Having gained access to the new taxoid scaffolds mentioned above, we proceeded to explore their chemistry with additional fluorinating agents. Enones 2a and 3a proved to be the most fertile in these pursuits as shown in Schemes 3 and 4, respectively. Thus, treatment of compound 2a with N-fluoro-N-(phenylsulfonyl)benzenesulfonimide (NFSi)^53–56 and KHMDS in THF in the presence of 4 Å MS at −78 °C [conditions (a), Scheme 3] led to a complex mixture of products from which rather unexpected sulfonate 7 was isolated as a major product (33% yield), while the expected 14β-fluorotaxoid 9 was obtained as a minor product (≤ 5% yield). In contrast to these results, the reaction of 2a with 1-chloromethyl-4-fluoro-1,4-diazoniabicyclo[2.2.2]octane bis(tetrafluoroborate) (F-TEDA-BF₄, or Selectfluor)⁵⁷ under conditions (b) (Scheme 3) [KHMDS (2.0 equiv), Selectfluor (10.0 equiv), THF:DMF (10:1), 4 Å MS, −78 °C, 1–2 h and 25 °C, 1 h] furnished 12β,14β-bis-fluorinated product 9 (24% yield) and varying amounts of 14β-fluorinated compound 9 (≤ 20%) depending on stoichiometry and reaction time.⁵⁸ The latter product is presumed to arise from 2a via mono-fluorination and enone transposition.

Scheme 3.

Fluorination of 2a with NFSi and Selectfluor. Synthesis of compounds 7–9. Reagents and conditions: a) KHMDS (2.2 equiv), NFSi (3.0 equiv), THF, 4 Å MS, −78 °C, 1 h and 25 °C, 1 h, 2a → 7 (33%), plus 9 (≤ 5%); b) KHMDS (2.0 equiv), Selectfluor (10.0 equiv), THF:DMF (10:1), 4 Å MS, −78 °C, 1–2 h and 25 °C, 1 h, 2a → 9 (24%), plus 9 (≤ 20%). KHMDS = potassium bis(trimethylsilyl)amide; NFSi = N-fluorobenzenesulfonimide; Selectfluor = 1-chloromethyl-4-fluoro-1,4-diazoniabicyclo[2.2.2]octane bis(tetrafluoroborate); DMF = N,N-dimethylformamide.

Scheme 4.

Fluorination of 3a with NFSi and Selectfluor. Synthesis of compounds 10–14. Reagents and conditions: a) KHMDS (2.2 equiv), NFSi (3.0 equiv), THF, 4 Å MS, −78 °C, 1 h and 25 °C, 1 h, 3a → 10 (24%); b) KHMDS (2.0 equiv), Selectfluor (10.0 equiv), THF:DMF (10:1), 4 Å MS, −78 °C, 1–2 h and 25 °C, 1 h, 3a → 11 (≤ 5%), plus 12 (≤ 2%), plus 13 (17%); 13 → 14 (97%).
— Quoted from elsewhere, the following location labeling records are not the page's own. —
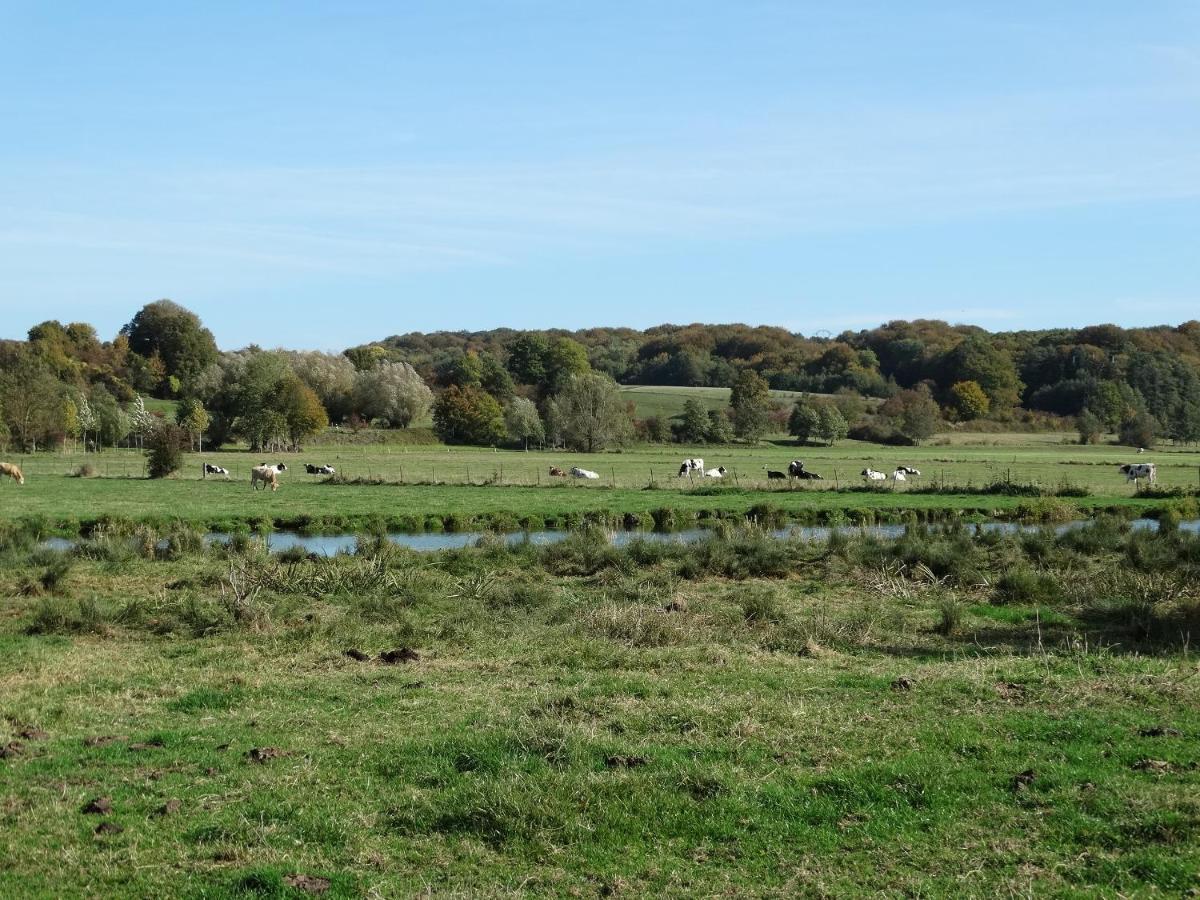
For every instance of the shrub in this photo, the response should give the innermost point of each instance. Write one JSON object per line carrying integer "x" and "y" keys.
{"x": 165, "y": 450}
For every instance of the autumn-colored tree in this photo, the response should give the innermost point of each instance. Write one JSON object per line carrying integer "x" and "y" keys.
{"x": 303, "y": 413}
{"x": 970, "y": 400}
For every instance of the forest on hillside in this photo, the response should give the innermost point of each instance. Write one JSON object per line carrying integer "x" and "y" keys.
{"x": 65, "y": 383}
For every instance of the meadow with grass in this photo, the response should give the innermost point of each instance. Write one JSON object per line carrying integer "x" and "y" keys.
{"x": 948, "y": 714}
{"x": 431, "y": 486}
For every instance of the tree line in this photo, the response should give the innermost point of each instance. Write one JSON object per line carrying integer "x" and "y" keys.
{"x": 65, "y": 385}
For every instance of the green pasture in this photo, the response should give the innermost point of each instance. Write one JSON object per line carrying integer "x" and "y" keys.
{"x": 947, "y": 717}
{"x": 472, "y": 481}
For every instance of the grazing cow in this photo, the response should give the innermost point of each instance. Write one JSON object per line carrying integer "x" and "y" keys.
{"x": 268, "y": 475}
{"x": 1134, "y": 472}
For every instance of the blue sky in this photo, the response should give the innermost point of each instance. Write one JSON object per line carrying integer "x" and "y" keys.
{"x": 323, "y": 174}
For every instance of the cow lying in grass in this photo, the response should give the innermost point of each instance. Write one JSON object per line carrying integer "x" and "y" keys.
{"x": 268, "y": 475}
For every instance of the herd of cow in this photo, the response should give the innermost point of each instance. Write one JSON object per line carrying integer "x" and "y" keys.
{"x": 265, "y": 474}
{"x": 269, "y": 475}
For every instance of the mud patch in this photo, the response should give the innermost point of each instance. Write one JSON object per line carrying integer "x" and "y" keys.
{"x": 97, "y": 807}
{"x": 1024, "y": 780}
{"x": 1159, "y": 731}
{"x": 399, "y": 655}
{"x": 618, "y": 761}
{"x": 265, "y": 754}
{"x": 103, "y": 739}
{"x": 307, "y": 883}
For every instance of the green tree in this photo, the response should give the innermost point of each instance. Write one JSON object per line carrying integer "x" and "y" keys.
{"x": 522, "y": 421}
{"x": 970, "y": 400}
{"x": 1139, "y": 430}
{"x": 195, "y": 419}
{"x": 527, "y": 359}
{"x": 301, "y": 409}
{"x": 141, "y": 419}
{"x": 30, "y": 400}
{"x": 694, "y": 423}
{"x": 394, "y": 393}
{"x": 913, "y": 413}
{"x": 832, "y": 425}
{"x": 977, "y": 359}
{"x": 165, "y": 449}
{"x": 564, "y": 360}
{"x": 804, "y": 424}
{"x": 167, "y": 330}
{"x": 259, "y": 418}
{"x": 592, "y": 413}
{"x": 468, "y": 415}
{"x": 70, "y": 419}
{"x": 750, "y": 405}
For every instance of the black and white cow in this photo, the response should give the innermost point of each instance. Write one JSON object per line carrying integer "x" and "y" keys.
{"x": 1135, "y": 472}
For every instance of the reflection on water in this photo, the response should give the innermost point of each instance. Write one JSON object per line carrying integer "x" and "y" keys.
{"x": 331, "y": 544}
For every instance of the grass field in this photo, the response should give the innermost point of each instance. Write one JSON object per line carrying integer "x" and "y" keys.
{"x": 943, "y": 717}
{"x": 667, "y": 401}
{"x": 466, "y": 481}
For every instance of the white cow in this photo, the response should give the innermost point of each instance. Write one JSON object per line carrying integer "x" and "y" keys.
{"x": 1134, "y": 472}
{"x": 268, "y": 475}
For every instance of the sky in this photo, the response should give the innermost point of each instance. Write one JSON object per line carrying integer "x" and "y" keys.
{"x": 323, "y": 174}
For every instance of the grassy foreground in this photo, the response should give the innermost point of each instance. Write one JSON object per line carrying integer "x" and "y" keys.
{"x": 946, "y": 715}
{"x": 409, "y": 485}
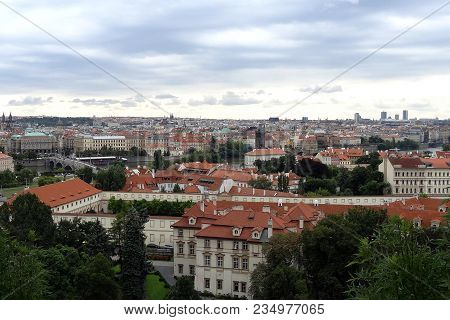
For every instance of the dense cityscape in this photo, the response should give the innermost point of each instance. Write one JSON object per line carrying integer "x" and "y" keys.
{"x": 209, "y": 159}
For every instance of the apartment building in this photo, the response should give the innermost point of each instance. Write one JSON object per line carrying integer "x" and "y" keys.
{"x": 83, "y": 143}
{"x": 220, "y": 243}
{"x": 6, "y": 162}
{"x": 70, "y": 196}
{"x": 414, "y": 175}
{"x": 31, "y": 141}
{"x": 263, "y": 155}
{"x": 344, "y": 157}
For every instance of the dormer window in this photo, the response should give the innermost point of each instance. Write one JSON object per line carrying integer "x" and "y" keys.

7α-Fluoroenone 3a also entered a number of interesting reactions with NFSi and Selectfluor (Scheme 4). Thus, treatment of 3a with NFSi under conditions (a) [KHMDS (2.2 equiv), NFSi (3.0 equiv), THF, 4 Å MS, −78 °C, 1 h and 25 °C, 1 h] furnished 7α-fluoro vinyl sulfonate 10 (24% yield) mirroring the reaction of its 7-OTES counterpart 2a (Scheme 3). On the other hand, reaction of 3a with Selectfluor under conditions (b) [KHMDS (2.0 equiv), Selectfluor (10.0 equiv), THF:DMF (10:1), 4 Å MS, −78 °C, 1–2 h and 25 °C, 1 h] led to 7α,14β-difluoroenone 11 (≤ 5% yield) as a minor product (plus trace amounts of compound 12 (≤ 2%), presumably arising from contaminant 4a present in starting material 3a, see Scheme 1), and 7α,10α-difluoroenone 13 (17% yield). Further treatment of the latter with excess of Selectfluor under the same set of conditions led to trifluoro enone 14 (mp = 229–230 °C, CH₃Cl/hexanes/EtOAc 10:5:1) in 97% yield. The structure of 14 was unambiguously established by 2D NMR spectroscopic techniques and X-ray crystallographic analysis (see ORTEP drawing, Scheme 4).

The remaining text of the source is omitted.